How to pick a system for your back garden
This is how to avoid stepping into planning trouble by accident:
- Measure properly (don’t guess)
- Measure fence height from ground level at multiple points (slopes matter).
- Identify any boundary that’s “next to a highway / footpath” (the 1.0m zone). (Planning Portal).
- Decide: stay compliant or plan to apply
- If you can keep the overall boundary at or under 2.0m (or 1.0m where relevant), do it.
- If your design needs over those limits, assume you’ll need permission.
-
Prefer “inward overhang” over “just make it taller”
A good cat fence works by making the top awkward to climb and impossible to vault, not by turning your garden into a 2.4m perimeter. -
Be honest about fixings
If you’re screwing/drilling into posts, treat it as a proper alteration (and get landlord/freeholder permission if you rent/leasehold).
Best cat fence options (with planning in mind)

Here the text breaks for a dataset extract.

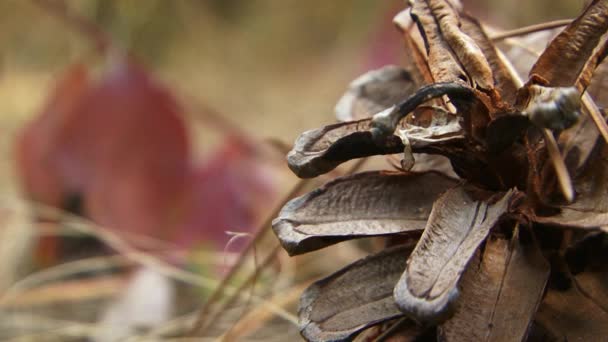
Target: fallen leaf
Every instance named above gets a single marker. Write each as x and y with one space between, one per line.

1) Fence-top systems designed to work around the 2.0m limit
Best for: most typical UK gardens.
Why: containment via an inward overhang, not extreme height.

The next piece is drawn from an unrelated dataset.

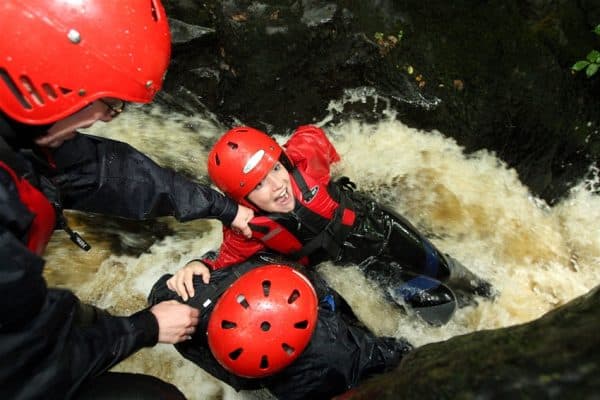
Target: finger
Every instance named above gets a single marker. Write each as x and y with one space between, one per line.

- Safe Whiskers Cat Fence: fixed install (screw into timber posts / drill concrete posts + plugs). (Safe Whiskers product page).
2) Roller/rotating toppers (minimal added height)
Best for: when your fence is already close to 2.0m and you want the smallest possible “height penalty.”
Watch-out: measure — “small” can still push you over.
3) Catios / enclosed runs
Best for: renters or shared boundary drama.
Why: doesn’t extend the boundary fence height (though very large structures can still have their own planning considerations).
4) Very tall perimeter systems (2.2m+)
Best for: only if you’re willing to do planning properly.
Planning reality: if it’s fixed and over the limit, don’t buy the “temporary” line. (Planning Portal).
FAQs
Does a cat fence extension count as fence height?
If it increases the boundary’s “means of enclosure”, assume yes. That’s the wording used in permitted development. (legislation.gov.uk).
Is “temporary” a valid excuse if it’s screwed into the fence?
No sensible person should rely on that. Physical attachment + intended ongoing use works against the “temporary” argument. (Planning Inspectorate appeal PDF).
What if my fence is already over 2m?
Planning Portal flags that if an existing fence already exceeds the limit, you can’t just increase it further under permitted development. (Planning Portal).
What if I install first and ask later?
You might be invited to submit something retrospectively, but enforcement is still on the table, and non-compliance with a notice is an offence. (GOV.UK enforcement guidance).